Thursday night, we took part in the UX Nights local meet-up. We gave a short 20 minute talk entitled “The Web without a Screen”. We discussed previous projects getting the Internet on Paper, Voice Interfaces, interactive textiles, scraping and more. It was a lot of fun and good to start getting back into the local scene again.
This is also the week that the COVID-19 virus has started to take over in Iceland. More and more people are prepping, not coming out to events and worrying about the spread. A few cases have been reported in the country already and everyone is bracing for the worst.
Week #474
So many other events have been canceled or postponed now. Material is shaky, but we plan on proceeding. All the speakers are still planning on attending, but we’ve gotten a few drop-outs of attendees. Even if the audience is just ourselves, speakers and spouses, we’ll be recording and live-streaming the event.

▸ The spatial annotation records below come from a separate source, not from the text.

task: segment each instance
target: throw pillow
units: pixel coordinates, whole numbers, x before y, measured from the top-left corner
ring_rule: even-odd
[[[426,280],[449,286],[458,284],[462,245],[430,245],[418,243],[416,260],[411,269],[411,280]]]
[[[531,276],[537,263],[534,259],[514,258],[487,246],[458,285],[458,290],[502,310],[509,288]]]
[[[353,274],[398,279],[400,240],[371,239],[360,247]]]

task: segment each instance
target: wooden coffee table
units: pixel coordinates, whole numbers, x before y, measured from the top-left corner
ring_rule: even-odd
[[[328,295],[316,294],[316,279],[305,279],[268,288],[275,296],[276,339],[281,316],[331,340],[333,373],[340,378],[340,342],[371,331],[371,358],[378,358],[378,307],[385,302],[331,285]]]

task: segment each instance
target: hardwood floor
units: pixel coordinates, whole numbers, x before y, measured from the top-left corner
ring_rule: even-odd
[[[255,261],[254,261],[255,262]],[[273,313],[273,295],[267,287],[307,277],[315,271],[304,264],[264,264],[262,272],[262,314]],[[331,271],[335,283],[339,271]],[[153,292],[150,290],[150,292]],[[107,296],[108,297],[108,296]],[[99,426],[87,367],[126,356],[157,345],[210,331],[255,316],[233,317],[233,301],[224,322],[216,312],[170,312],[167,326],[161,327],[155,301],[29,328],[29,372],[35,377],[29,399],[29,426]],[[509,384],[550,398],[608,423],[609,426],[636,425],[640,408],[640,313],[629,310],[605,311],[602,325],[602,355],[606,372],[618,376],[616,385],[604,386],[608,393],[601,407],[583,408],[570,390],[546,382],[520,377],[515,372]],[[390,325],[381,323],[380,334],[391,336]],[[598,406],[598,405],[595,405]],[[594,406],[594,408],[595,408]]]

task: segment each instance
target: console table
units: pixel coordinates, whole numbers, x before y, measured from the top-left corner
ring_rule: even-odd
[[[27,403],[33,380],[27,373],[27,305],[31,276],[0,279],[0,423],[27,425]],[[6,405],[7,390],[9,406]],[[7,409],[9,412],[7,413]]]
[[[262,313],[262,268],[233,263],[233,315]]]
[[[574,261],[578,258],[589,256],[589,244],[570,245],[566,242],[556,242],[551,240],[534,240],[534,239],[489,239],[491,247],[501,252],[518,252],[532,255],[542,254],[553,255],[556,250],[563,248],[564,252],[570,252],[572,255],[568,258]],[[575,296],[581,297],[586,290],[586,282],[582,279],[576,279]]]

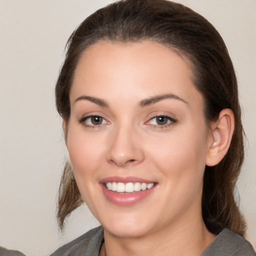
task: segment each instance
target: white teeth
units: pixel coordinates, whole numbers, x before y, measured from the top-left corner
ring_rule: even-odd
[[[142,183],[142,190],[146,190],[146,183]]]
[[[108,182],[106,183],[106,188],[108,190],[112,191],[116,191],[117,192],[126,192],[130,193],[132,192],[137,192],[141,190],[144,190],[146,189],[151,188],[154,186],[154,183],[140,183],[139,182],[135,182],[134,184],[132,182],[128,183],[123,183],[122,182]]]
[[[124,184],[122,182],[118,183],[116,192],[124,192]]]
[[[112,184],[110,182],[108,182],[106,184],[106,186],[108,190],[111,190],[111,188],[112,188]]]
[[[134,184],[132,182],[130,182],[129,183],[126,183],[126,184],[124,191],[126,192],[133,192],[134,191]]]
[[[115,182],[113,182],[112,183],[112,185],[111,186],[111,190],[112,191],[116,191],[118,185]]]
[[[146,188],[149,190],[150,188],[151,188],[153,186],[154,186],[154,183],[150,183],[150,184],[148,184],[146,185]]]

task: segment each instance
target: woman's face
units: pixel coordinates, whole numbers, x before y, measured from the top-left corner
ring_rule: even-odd
[[[80,192],[109,232],[138,236],[202,219],[212,140],[192,76],[184,58],[156,42],[101,42],[82,57],[64,128]]]

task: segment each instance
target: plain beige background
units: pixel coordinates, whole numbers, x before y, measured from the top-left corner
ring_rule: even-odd
[[[58,230],[64,161],[54,82],[69,36],[107,0],[0,0],[0,246],[47,256],[98,224],[86,206]],[[238,184],[256,248],[256,0],[180,0],[218,30],[236,72],[248,143]]]

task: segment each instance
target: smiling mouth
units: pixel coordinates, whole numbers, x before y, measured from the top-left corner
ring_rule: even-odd
[[[106,187],[110,191],[118,192],[132,193],[152,188],[155,183],[140,183],[130,182],[123,183],[122,182],[108,182],[105,183]]]

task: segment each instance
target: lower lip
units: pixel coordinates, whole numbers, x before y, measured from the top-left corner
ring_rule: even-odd
[[[129,206],[136,204],[148,197],[154,190],[156,186],[146,190],[141,190],[132,193],[120,193],[108,190],[104,184],[100,184],[103,194],[108,201],[121,206]]]

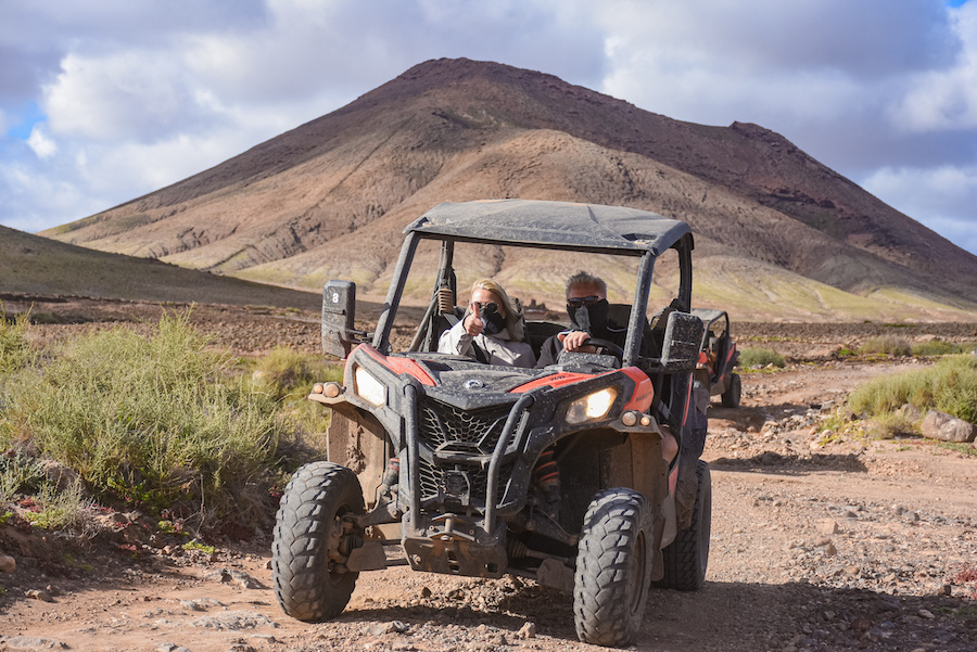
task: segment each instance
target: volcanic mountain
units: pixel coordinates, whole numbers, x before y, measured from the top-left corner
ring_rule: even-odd
[[[700,305],[741,319],[977,309],[977,257],[773,131],[684,123],[464,59],[419,64],[208,170],[43,234],[303,289],[355,279],[377,295],[406,223],[444,201],[487,197],[686,220]],[[512,280],[505,260],[492,271]]]

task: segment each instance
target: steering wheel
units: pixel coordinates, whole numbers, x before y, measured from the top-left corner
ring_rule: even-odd
[[[588,337],[584,341],[584,345],[589,344],[591,346],[596,346],[597,348],[602,348],[605,350],[609,350],[614,354],[619,359],[624,359],[624,349],[611,342],[610,340],[601,340],[600,337]]]

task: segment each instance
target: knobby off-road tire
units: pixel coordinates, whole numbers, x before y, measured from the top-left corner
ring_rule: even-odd
[[[585,643],[626,645],[642,628],[651,578],[652,519],[632,489],[606,489],[584,515],[573,581],[573,622]]]
[[[729,386],[723,392],[723,407],[724,408],[738,408],[739,399],[743,397],[743,379],[739,378],[738,373],[734,373],[729,376]]]
[[[655,586],[680,591],[696,591],[706,581],[709,565],[709,537],[712,533],[712,476],[709,464],[696,464],[696,504],[688,529],[680,529],[675,540],[662,549],[664,577]]]
[[[275,596],[293,618],[320,623],[345,609],[358,573],[335,567],[342,516],[364,513],[356,475],[332,462],[299,469],[286,487],[275,522]]]

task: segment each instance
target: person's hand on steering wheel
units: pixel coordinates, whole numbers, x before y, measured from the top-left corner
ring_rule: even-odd
[[[560,336],[562,335],[562,336]],[[576,354],[594,354],[597,353],[597,349],[593,346],[587,346],[586,343],[591,340],[591,334],[586,331],[570,331],[566,335],[560,333],[557,335],[563,342],[563,350],[573,351]]]

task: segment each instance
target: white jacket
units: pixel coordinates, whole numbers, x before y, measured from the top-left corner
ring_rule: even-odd
[[[508,329],[503,329],[495,335],[479,333],[472,337],[465,331],[464,320],[441,334],[437,351],[478,359],[472,342],[485,351],[490,365],[530,368],[536,363],[532,347],[525,342],[509,340]]]

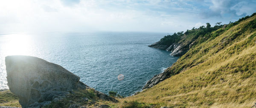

That was written at the start of the week, by Thursday, we had to cancel. Not much more to say, but it was the safest, best option. Hopefully, we’ll be back soon with the same line-up of speakers.
We’re also back on VSK (VAT) returns every two months. So this week, we collected all our receipts, invoices, salary slips and other expenditures, collated them and took them to the accountant. These are the things that take time and are not directly billable to any client. So when you’re figuring out your hourly rate, you always need to remember to cover activities like this.
We also ran into some strange issues with Twilio. They have a Programmable Voice interface. You can initiate and receive calls and build a phone-tree menu using web hooks and HTTP Requests. We use this for robocall reminders in our survey tool. Then it stopped working, calls were not being put through. We could see in the logs that twilio made a connection and it was dropped after 1 or 2 seconds, yet our handsets never rang. Maybe it was our code, so we made a really simple example and tested an older one that we knew worked… still the same. We switched phone numbers and it worked again. Still some sleuthing todo, but we suspect the first number we rented has been black-listed, but no one has given us an answer of where yet. It is blocked across atleast 3 local providers, so it is not at an individual company spam filter. The company who provides Twilio with the virtual number says it is Twilio’s problem. Maybe after a few more support tickets, we’ll learn what and where the real problem lies.